Interest rates are something the market is being very attentive to, and rightfully so. The lower the interest rates, the easier it is for businesses to continue their operations, thus having a more fulfilling journey. Investing may become more difficult or much easier, depending on the percentage. It is all within the power of FOMC, or the Federal Open Market Committee.
Understanding what federal reserve interest rates are and how much influence they have on the market will help you understand how investing is affected by these changes.
What Is the Effective Federal Funds Rate?
To put it simply, the rate refers to the amount of money a bank charges when another bank borrows money from it. Basically, each and every bank should have a reserve of money in a Federal Reserve bank account. If they happen to own a little more than the necessary amount, then that money is being offered to banks that run short of cash.
The final percentage of the interest rate a bank is going to charge will be decided between the two banks making the deal after the FOMC gives them a target rate.
Why Are Federal Interest Rates so Important?
When it comes to the importance of the interest rates, you need to know that the federal funds rate influences the prime lending rate. This lending rate is the one that pushes lenders to set their own rates. As a result, this has an influence on auto loans, credit cards, and so on.
Basically, the monetary policy decided by the FOMC has a huge influence on the economy of the U.S. because it is what affects interest rates in the first place. This also decides what happens to credit and money. Consequently, growth, employment, and inflation are also affected. And these factors have a huge influence on the economy. For example, lower interest rates increase inflation, and vise versa.
As such, those into investing are paying a lot of attention to how the federal reserve interest rate fluctuates. The smallest change can have a huge impact on the economy.
What Is the Impact on the Economy?
If interest rates are increasing, people will have less money to spend, which means that businesses will suffer by receiving less cash. This is because banks will have a harder time borrowing money from the Federal Reserve. As a result, they make loans harder to afford for customers too, by increasing their rates as well. Companies are also having a hard time as it will be more difficult for them to borrow money from banks – money that is invested to grow the business.
On the opposite side of the spectrum, when interest rates are lowered, it is an attempt to stimulate the economy. As things are not that expensive anymore, people will be more likely to spend, as they can afford more things now. So, businesses are going to benefit from a decrease.

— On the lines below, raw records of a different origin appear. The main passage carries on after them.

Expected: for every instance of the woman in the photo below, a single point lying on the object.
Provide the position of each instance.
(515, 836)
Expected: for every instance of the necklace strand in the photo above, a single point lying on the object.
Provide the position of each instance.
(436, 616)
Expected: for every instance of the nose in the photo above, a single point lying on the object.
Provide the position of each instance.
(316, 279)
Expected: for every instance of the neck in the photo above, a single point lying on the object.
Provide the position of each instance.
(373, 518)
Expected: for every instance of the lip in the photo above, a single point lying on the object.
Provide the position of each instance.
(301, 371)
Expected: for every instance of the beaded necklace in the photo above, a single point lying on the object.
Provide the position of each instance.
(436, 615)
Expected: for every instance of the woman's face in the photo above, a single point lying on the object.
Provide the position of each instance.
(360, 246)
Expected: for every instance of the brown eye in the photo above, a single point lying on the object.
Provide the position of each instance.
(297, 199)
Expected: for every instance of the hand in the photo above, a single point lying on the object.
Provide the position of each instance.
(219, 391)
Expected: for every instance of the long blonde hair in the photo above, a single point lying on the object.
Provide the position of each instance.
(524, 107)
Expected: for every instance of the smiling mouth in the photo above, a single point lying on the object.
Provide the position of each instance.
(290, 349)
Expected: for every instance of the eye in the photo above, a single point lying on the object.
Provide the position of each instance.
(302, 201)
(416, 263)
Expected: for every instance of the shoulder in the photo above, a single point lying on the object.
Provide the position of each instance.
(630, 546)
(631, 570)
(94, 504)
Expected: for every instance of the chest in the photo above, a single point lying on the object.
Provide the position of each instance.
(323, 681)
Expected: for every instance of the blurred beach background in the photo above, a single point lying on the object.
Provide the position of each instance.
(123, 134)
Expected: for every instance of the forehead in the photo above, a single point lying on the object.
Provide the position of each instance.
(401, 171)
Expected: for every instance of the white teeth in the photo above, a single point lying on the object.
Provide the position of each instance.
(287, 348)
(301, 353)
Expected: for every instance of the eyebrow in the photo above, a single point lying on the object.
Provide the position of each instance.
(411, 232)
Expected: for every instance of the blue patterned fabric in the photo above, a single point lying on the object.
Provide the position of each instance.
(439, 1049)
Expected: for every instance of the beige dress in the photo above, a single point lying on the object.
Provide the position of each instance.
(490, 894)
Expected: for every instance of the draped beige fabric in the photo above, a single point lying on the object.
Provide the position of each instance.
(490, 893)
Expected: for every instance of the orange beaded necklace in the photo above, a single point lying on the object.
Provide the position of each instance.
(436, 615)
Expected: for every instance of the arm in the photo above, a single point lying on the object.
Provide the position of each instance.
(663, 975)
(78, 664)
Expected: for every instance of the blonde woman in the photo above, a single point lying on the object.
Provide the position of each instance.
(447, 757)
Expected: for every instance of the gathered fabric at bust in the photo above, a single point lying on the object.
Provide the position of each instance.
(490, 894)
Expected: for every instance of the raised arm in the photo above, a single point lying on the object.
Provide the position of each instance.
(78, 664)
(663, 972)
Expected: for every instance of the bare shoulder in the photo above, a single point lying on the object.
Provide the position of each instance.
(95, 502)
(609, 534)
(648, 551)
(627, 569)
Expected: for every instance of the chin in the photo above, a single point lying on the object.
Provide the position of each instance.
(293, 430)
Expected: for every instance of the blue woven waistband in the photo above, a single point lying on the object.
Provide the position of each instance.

Since lower interest rates increase inflation, rates need to be adjusted with caution.
Rate Cut Impact on the Total Market & How to Potentially Profit from It
In a scenario like we have today, a raging bull market, a cut in the federal funds rate will cause stocks to move higher eventually. More info on this topic here. Many banks and investors are “pricing in” a rate cut, fully expecting the fed to cut rates in July 2019. This anticipation of a rate cut has already driven the market to new all-time highs as of July 3rd, 2019. Therefore, if rates are left unchanged, the stock market will drop. Also, if rates are hiked (which is extremely unlikely to happen) the markets will drop even more. Therefore, lower interest rates are a market positive.
Lower interest rates devalue the currency of the country lowering rates.
For example, if interest rates are lowered in the US, the US dollar will likely drop, which is a positive catalyst for everything denominated in US dollars such as stocks and commodities. Bond yields will also drop when rates are cut. A decrease in bond yields will cause their prices to increase. One can potentially profit from this price increase by going long a bond ETF.
If you are expecting a decrease in rates, you would possibly be able to profit by buying stocks, gold and bond ETFs, and/or betting against the USD before rates are decreased. However, this is not meant to be a gamble. Thorough research must go into deciding if you personally think rates will be cut. Remember, always be cautious.